Link to the blog article:
(There is a blooper section at the very bottom of the article so check it out!)
There's also some active discussion about this article on Twitter:
I have been meaning to write up this fun little experiment for a while now, after working on previous articles related to Reinforcement Learning (RL) and Evolution Strategies (ES) that you may have read before from a previous HN discussion.
While I was trying to solve a few RL/ES problems, I found the BipedalWalkerHardcore task extremely frustrating to solve (actually much harder than all of the standard MuJoCo tasks that most papers are based on), but eventually was able to crack it  after some effort. I was thinking perhaps the agent's body was not really suited to solve this task, and even minor tweaks here and there would result in making the task easier for an RL algorithm to learn a good set of parameters of the agent's controller neural network to perform well on the task.

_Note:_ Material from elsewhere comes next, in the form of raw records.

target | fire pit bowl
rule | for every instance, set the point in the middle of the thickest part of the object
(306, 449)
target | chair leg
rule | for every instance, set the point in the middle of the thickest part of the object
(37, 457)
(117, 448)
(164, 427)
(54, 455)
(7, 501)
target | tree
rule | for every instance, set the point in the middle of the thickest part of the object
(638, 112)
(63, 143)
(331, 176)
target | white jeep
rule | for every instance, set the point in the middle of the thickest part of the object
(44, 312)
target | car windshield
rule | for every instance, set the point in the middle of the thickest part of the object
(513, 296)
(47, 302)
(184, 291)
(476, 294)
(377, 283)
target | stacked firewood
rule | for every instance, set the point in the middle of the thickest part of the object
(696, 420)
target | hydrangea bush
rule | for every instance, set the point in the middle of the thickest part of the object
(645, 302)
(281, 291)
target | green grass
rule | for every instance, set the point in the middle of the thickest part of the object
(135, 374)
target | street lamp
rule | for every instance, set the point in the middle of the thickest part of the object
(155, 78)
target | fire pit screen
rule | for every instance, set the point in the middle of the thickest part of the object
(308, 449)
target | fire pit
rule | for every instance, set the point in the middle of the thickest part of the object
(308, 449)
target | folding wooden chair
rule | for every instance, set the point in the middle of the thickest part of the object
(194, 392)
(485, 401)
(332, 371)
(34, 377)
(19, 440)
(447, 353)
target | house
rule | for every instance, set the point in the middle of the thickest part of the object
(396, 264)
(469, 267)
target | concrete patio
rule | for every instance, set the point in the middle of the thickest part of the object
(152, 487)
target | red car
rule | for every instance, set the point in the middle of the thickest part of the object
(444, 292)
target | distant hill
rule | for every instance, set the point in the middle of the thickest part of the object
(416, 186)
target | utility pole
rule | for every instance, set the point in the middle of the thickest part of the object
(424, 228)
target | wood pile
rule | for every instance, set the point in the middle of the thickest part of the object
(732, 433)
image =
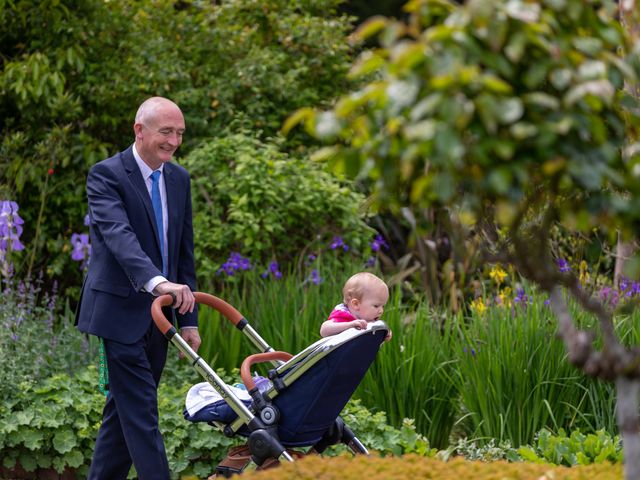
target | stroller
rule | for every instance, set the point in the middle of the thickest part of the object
(300, 404)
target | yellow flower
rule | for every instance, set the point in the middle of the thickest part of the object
(478, 306)
(498, 274)
(504, 297)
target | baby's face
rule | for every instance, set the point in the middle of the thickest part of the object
(371, 307)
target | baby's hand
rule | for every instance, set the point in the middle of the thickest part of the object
(388, 337)
(360, 324)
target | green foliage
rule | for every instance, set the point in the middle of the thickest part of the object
(72, 76)
(35, 341)
(51, 423)
(286, 312)
(456, 376)
(374, 432)
(576, 449)
(488, 452)
(252, 198)
(534, 378)
(415, 375)
(54, 423)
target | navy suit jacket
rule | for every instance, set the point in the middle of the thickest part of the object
(126, 248)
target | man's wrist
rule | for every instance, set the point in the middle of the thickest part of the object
(151, 285)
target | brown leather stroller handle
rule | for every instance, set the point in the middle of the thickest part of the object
(223, 307)
(160, 320)
(245, 368)
(214, 302)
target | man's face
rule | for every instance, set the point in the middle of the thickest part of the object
(159, 136)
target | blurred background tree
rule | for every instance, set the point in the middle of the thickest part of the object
(510, 118)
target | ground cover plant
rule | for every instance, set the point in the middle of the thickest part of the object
(412, 466)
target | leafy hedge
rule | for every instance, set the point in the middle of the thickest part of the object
(54, 425)
(250, 197)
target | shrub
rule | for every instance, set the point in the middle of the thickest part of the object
(34, 341)
(54, 423)
(250, 197)
(575, 449)
(412, 466)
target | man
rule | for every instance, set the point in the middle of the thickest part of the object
(142, 246)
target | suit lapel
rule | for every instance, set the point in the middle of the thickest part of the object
(135, 177)
(172, 191)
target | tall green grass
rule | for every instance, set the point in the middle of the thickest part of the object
(513, 374)
(500, 375)
(414, 374)
(286, 312)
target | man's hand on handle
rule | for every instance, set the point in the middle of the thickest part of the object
(192, 337)
(185, 301)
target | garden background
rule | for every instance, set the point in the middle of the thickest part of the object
(475, 367)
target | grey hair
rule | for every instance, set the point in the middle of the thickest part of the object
(147, 110)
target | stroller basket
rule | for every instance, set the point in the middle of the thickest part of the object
(306, 394)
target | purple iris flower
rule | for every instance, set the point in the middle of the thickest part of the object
(234, 263)
(609, 295)
(81, 249)
(521, 297)
(338, 242)
(10, 228)
(379, 243)
(563, 265)
(273, 269)
(315, 277)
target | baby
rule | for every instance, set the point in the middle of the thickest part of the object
(365, 296)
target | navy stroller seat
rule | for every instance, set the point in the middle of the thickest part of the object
(310, 406)
(301, 405)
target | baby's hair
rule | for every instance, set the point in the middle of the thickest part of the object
(357, 284)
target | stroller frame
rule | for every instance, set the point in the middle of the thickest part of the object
(262, 423)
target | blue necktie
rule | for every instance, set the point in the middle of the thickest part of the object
(157, 210)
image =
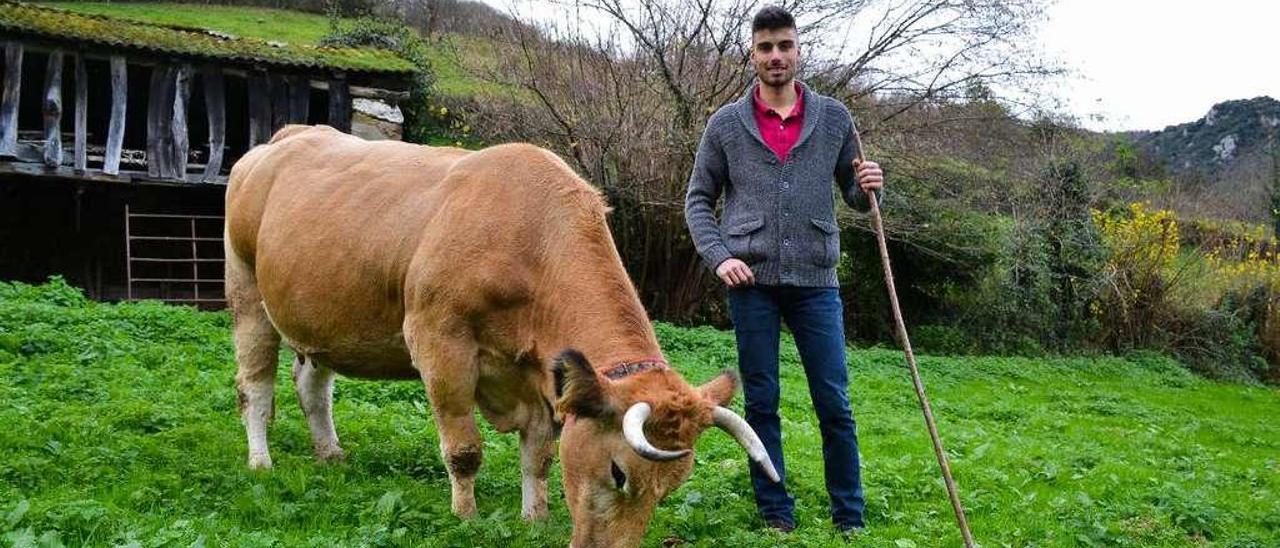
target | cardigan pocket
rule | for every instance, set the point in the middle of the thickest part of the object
(826, 250)
(743, 240)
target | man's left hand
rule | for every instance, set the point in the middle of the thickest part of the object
(869, 176)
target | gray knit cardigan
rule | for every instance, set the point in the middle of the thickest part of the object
(778, 217)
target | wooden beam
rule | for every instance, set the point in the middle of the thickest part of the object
(215, 104)
(279, 101)
(119, 103)
(81, 114)
(9, 101)
(181, 140)
(259, 109)
(53, 110)
(339, 105)
(300, 99)
(159, 120)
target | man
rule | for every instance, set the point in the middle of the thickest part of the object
(773, 155)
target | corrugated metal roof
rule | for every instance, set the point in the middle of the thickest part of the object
(108, 31)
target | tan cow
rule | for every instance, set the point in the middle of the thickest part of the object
(493, 278)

There has been an exciting line of work on Passive Robotics where researchers such as Tad McGeer and Steve Collins made walking robots that walked on their own naturally without using any external power, unlike complicated, inefficient robots like the Asimo that had motors everywhere for controlling each joint that is all managed by a central computer. In some ways, many standard RL tasks we see are similar to the Asimo model where we train a neural network to control a fixed, pre-determined robot. I thought it might be an interesing little experiment if I also allowed the RL algorithm to not only learn the parameters of the neural network controller, but also learn a set of parameters that describe the structure of the agent's body at the same time.

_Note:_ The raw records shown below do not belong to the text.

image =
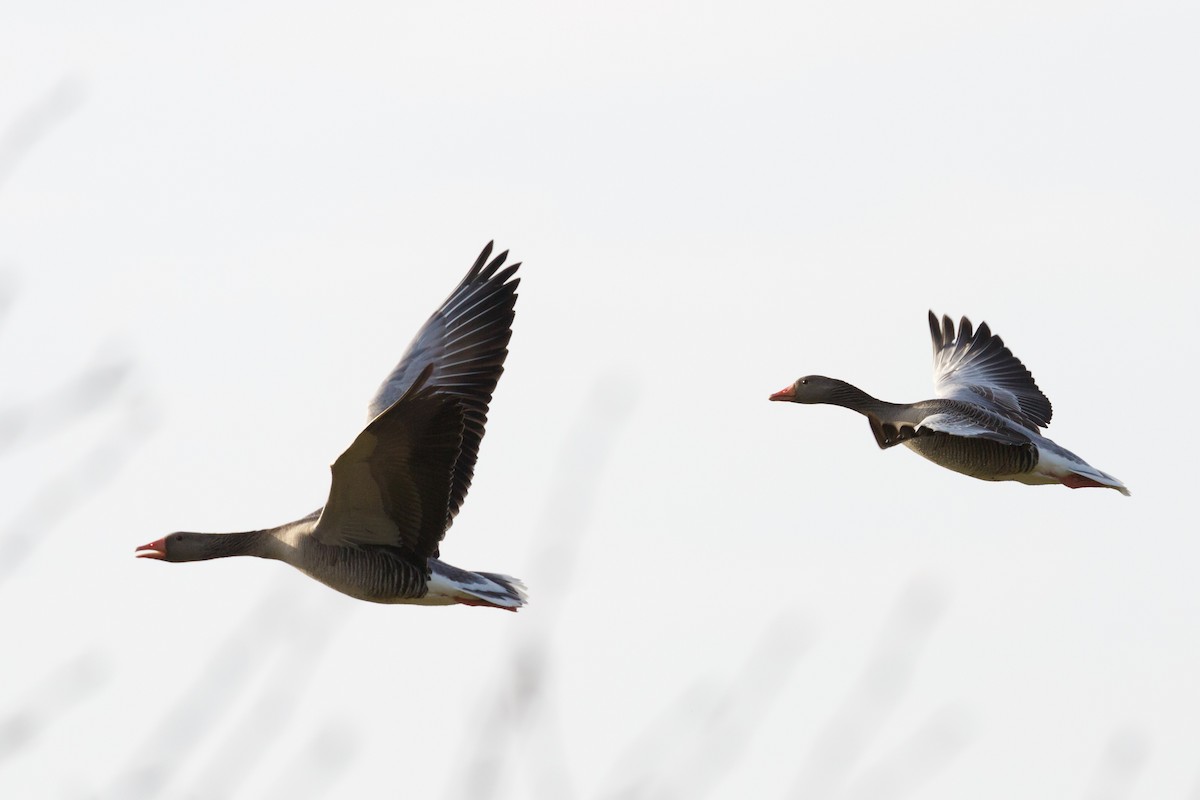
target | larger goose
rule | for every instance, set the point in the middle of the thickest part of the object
(399, 486)
(984, 421)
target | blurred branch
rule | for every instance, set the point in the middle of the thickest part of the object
(36, 122)
(324, 759)
(64, 492)
(519, 704)
(265, 721)
(724, 731)
(899, 774)
(65, 689)
(53, 411)
(228, 671)
(846, 737)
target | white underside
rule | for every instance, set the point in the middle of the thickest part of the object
(444, 590)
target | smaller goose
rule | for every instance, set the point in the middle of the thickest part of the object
(984, 422)
(399, 486)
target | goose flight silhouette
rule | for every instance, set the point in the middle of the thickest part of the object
(399, 486)
(984, 422)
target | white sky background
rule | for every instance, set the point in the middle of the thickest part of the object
(258, 204)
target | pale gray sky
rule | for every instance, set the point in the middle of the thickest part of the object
(257, 204)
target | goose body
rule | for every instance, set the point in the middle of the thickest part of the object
(985, 421)
(397, 487)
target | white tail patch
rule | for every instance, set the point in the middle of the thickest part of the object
(449, 584)
(1075, 474)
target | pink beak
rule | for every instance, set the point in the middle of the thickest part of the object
(153, 551)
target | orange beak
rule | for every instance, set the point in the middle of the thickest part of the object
(153, 551)
(787, 392)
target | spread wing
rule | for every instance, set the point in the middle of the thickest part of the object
(976, 367)
(463, 344)
(393, 486)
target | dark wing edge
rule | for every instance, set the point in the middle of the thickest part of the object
(973, 365)
(466, 343)
(411, 452)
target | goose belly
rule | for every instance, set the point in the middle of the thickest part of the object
(365, 575)
(983, 458)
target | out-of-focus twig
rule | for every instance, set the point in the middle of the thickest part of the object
(66, 687)
(324, 759)
(265, 720)
(61, 493)
(846, 737)
(31, 126)
(228, 671)
(59, 408)
(912, 764)
(721, 735)
(519, 704)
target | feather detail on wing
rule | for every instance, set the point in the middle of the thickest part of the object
(957, 423)
(975, 366)
(393, 486)
(463, 344)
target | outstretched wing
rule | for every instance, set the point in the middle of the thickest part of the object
(976, 367)
(463, 344)
(393, 485)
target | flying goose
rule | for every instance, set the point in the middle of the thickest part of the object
(399, 486)
(984, 421)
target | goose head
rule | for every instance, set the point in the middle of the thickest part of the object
(186, 547)
(810, 389)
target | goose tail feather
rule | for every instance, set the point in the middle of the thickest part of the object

We also see work done using Evolution, such as Strandbeests, virtual creatures by Karl Sims and Soft Robots, where novel morphology is being discovered (an excellent course on evolutionary robotics by Josh Bongard ). While RL is great at many problems, I feel a limitation of RL is to discover novel structures, although there have been recent attempts. But at the same time, RL is also much more sample efficient at learning the search space of a pre-defined design, which is what this article tries to explore starting with using only the simplest of all RL algorithms. Hopefully it will spark more life and discussion in the area of morphology learning and generative design in the RL community.
Any feedback welcome!
It looks like just 3 or 4. Do you think it could scale to thousands or millions of parameters?